Online Rubrics Elicitation from Pairwise Comparisons
This addresses the issue of dynamic evaluation criteria for LLM training in open-ended tasks, offering an incremental improvement over existing rubric-based methods.
The paper tackled the problem of static rubrics in LLM training being vulnerable to reward hacking and missing emergent criteria, and introduced Online Rubrics Elicitation, which improved performance by up to 8% over static rubrics on benchmarks like AlpacaEval and GPQA.

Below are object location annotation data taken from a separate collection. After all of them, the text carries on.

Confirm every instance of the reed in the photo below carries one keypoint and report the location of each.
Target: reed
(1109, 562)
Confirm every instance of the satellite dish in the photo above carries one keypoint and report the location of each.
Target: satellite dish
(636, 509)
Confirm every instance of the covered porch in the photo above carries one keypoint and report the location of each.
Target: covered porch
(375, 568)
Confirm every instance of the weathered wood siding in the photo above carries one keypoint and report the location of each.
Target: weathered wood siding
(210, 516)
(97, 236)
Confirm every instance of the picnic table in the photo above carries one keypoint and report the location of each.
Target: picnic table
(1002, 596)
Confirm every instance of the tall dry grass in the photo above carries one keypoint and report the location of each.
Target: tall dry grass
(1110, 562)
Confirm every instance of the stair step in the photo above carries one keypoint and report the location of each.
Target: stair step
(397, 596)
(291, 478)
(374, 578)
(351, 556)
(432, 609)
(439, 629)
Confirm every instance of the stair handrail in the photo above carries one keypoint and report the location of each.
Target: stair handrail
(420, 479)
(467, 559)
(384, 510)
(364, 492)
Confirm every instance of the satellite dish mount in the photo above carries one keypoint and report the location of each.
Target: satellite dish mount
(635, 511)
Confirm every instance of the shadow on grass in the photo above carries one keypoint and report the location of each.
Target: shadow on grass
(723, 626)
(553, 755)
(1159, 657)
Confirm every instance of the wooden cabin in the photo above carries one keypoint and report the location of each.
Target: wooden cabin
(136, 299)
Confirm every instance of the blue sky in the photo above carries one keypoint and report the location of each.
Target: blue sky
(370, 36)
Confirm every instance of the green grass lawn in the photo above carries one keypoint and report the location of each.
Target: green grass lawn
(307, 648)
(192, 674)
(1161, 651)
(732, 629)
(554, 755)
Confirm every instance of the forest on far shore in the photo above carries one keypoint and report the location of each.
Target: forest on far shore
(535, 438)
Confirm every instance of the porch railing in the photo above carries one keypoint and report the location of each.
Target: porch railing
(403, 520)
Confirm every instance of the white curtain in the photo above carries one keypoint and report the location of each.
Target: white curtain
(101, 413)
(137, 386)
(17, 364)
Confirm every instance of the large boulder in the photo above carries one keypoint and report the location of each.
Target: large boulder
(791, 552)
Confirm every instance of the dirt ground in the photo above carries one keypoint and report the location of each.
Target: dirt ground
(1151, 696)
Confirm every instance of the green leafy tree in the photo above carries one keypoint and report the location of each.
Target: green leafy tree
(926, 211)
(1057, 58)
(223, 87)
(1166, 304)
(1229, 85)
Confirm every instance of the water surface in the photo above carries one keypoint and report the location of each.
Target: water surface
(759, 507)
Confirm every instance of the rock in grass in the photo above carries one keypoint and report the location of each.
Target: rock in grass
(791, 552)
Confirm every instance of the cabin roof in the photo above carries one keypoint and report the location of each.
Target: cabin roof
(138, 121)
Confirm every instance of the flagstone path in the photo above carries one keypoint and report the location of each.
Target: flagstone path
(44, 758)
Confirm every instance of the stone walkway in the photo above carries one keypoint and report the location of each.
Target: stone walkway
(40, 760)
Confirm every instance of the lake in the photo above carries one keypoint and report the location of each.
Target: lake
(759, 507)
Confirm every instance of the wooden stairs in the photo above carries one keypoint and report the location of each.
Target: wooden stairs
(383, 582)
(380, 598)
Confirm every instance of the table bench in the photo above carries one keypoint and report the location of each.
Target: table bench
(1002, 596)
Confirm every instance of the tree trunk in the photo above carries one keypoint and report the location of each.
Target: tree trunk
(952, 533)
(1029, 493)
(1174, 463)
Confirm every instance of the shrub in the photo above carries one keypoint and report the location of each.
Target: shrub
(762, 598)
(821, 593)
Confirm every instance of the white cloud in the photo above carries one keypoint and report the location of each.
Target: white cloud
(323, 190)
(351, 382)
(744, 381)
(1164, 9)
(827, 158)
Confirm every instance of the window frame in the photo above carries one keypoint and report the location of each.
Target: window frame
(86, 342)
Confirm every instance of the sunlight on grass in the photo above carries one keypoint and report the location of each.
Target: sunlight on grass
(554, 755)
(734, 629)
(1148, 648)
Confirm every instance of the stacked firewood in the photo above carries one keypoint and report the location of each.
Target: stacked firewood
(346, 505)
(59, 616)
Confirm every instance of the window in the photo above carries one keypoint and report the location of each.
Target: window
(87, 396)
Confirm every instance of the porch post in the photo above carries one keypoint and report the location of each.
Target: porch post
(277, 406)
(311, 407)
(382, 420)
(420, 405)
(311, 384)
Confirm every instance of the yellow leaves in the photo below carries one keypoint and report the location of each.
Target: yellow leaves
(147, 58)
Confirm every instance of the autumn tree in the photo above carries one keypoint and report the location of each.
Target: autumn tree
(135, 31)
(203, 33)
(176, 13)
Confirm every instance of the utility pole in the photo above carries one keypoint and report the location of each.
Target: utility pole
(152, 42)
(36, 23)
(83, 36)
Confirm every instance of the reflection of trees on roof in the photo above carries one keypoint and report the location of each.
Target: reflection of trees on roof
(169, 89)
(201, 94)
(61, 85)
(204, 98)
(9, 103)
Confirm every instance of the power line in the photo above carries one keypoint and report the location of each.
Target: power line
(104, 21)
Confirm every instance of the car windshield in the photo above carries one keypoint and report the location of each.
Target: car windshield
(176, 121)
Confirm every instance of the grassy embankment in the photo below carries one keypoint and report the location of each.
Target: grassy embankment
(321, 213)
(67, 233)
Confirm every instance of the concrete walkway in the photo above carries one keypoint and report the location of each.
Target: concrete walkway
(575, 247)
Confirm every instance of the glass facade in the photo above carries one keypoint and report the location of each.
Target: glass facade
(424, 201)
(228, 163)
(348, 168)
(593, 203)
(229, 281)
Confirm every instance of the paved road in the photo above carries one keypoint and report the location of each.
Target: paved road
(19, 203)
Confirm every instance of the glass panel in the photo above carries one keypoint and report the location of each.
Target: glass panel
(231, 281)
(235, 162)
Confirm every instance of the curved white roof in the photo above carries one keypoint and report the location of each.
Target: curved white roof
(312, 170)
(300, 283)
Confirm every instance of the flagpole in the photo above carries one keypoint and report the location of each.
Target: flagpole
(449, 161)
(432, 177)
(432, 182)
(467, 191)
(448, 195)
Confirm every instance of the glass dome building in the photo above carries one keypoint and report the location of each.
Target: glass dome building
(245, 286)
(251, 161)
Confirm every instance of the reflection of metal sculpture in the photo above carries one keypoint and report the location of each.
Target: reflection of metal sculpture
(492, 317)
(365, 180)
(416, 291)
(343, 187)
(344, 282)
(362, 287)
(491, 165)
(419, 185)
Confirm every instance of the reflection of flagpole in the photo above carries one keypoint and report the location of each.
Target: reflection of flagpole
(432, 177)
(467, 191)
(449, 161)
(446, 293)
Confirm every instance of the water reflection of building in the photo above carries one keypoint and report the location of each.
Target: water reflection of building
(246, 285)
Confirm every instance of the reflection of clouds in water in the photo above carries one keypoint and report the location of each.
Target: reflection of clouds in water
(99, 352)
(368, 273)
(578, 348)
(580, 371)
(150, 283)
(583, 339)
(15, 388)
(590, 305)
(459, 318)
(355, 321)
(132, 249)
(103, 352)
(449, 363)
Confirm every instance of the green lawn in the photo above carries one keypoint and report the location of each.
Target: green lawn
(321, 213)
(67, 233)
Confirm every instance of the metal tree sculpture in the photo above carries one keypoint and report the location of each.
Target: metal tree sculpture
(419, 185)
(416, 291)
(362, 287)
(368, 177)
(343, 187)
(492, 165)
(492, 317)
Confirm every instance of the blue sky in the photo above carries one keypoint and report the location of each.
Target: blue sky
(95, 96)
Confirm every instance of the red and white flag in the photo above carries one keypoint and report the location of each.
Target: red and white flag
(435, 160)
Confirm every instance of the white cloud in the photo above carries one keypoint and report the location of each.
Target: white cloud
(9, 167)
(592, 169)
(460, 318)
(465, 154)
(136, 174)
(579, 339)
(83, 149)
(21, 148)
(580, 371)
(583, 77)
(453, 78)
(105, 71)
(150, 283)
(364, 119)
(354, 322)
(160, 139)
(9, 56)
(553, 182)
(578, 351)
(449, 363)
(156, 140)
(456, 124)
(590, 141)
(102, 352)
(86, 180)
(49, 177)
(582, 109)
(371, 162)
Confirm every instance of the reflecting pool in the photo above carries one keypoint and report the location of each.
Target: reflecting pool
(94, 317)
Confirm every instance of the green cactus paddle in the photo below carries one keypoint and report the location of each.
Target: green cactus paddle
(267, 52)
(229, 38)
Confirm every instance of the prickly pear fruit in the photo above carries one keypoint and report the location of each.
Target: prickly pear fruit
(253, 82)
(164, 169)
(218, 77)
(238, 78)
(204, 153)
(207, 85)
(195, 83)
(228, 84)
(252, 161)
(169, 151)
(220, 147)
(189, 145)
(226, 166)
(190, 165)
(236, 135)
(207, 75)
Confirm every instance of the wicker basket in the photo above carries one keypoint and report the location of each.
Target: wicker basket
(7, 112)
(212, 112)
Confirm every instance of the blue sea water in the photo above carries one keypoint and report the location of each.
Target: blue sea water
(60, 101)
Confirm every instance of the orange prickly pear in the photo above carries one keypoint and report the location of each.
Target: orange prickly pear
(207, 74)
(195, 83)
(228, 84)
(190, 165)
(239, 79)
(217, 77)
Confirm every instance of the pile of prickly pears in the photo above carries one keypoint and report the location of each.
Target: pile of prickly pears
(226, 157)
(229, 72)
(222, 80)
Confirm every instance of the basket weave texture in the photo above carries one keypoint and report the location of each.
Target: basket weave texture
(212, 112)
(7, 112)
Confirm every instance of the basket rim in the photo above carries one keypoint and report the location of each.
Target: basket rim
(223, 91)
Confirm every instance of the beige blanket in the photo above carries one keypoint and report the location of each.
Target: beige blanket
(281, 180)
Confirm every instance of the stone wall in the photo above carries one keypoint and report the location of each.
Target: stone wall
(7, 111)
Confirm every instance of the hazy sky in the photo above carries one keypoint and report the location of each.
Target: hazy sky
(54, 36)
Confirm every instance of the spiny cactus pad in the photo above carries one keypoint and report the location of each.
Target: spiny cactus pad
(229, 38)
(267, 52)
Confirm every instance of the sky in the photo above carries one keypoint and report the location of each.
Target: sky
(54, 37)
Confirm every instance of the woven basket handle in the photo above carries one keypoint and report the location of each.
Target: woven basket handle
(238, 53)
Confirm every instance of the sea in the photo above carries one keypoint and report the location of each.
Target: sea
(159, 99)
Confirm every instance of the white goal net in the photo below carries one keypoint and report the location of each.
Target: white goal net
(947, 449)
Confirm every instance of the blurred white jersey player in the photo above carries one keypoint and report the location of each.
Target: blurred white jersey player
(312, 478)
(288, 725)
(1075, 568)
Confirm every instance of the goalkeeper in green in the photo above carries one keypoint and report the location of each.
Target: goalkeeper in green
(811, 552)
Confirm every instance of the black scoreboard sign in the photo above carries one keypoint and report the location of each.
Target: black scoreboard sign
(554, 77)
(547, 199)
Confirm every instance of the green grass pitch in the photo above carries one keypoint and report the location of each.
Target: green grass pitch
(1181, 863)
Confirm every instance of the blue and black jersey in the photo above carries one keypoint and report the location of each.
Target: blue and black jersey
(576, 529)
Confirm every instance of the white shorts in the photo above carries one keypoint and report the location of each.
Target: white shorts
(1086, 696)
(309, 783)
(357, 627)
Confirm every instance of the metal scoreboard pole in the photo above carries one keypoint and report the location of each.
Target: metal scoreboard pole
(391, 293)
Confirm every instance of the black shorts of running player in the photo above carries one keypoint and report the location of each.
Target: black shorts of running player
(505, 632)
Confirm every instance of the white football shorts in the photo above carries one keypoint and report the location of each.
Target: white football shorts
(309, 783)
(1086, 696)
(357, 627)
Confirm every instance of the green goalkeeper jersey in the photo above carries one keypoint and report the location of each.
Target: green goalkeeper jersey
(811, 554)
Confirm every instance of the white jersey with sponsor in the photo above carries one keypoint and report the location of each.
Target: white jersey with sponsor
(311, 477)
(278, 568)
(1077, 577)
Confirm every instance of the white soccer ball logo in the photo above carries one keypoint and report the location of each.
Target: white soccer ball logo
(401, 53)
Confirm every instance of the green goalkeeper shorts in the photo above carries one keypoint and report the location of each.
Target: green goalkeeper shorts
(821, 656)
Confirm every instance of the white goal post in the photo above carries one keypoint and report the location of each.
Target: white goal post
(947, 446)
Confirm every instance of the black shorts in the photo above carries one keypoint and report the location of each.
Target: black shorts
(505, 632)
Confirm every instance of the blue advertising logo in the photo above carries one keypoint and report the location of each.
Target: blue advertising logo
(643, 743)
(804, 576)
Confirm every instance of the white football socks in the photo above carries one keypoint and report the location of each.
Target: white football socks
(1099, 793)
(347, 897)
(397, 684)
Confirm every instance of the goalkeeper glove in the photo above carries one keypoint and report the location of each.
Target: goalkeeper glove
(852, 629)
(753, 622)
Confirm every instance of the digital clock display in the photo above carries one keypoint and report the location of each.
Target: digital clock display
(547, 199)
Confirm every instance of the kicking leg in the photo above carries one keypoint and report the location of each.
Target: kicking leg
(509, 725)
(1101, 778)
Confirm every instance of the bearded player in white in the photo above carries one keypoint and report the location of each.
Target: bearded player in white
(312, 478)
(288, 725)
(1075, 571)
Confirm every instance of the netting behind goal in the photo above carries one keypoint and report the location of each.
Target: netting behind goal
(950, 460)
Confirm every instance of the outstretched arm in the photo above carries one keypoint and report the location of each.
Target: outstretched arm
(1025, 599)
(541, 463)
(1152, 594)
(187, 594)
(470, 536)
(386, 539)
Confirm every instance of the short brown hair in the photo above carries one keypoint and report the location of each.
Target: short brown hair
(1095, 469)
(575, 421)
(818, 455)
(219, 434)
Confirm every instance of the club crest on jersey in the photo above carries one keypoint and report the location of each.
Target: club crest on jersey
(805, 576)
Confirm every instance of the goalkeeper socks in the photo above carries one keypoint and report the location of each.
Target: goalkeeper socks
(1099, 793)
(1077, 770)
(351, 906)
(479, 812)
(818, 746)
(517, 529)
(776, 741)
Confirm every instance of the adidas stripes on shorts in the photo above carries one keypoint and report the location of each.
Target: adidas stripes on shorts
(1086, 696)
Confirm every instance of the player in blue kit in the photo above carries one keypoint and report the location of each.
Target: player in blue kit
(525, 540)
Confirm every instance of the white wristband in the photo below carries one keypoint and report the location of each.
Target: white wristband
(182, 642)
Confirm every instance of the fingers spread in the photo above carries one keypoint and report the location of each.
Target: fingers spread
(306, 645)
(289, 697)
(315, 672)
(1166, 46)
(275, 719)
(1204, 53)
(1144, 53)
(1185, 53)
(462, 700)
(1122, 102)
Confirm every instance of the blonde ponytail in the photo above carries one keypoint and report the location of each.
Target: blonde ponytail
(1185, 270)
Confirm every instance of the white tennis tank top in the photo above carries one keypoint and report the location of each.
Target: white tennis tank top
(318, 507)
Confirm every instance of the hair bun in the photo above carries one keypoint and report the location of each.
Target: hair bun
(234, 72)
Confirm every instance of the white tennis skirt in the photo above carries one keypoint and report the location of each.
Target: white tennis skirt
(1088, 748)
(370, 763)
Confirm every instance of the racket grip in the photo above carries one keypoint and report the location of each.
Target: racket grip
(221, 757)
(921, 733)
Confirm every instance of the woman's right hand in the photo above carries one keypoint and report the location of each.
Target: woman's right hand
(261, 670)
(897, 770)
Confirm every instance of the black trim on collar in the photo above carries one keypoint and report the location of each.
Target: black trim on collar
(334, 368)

Rubrics provide a flexible way to train LLMs on open-ended long-form answers where verifiable rewards are not applicable and human preferences provide coarse signals. Prior work shows that reinforcement learning with rubric-based rewards leads to consistent gains in LLM post-training. Most existing approaches rely on rubrics that remain static over the course of training. Such static rubrics, however, are vulnerable to reward-hacking type behaviors and fail to capture emergent desiderata that arise during training. We introduce Online Rubrics Elicitation (OnlineRubrics), a method that dynamically curates evaluation criteria in an online manner through pairwise comparisons of responses from current and reference policies. This online process enables continuous identification and mitigation of errors as training proceeds. Empirically, this approach yields consistent improvements of up to 8% over training exclusively with static rubrics across AlpacaEval, GPQA, ArenaHard as well as the validation sets of expert questions and rubrics. We qualitatively analyze the elicited criteria and identify prominent themes such as transparency, practicality, organization, and reasoning.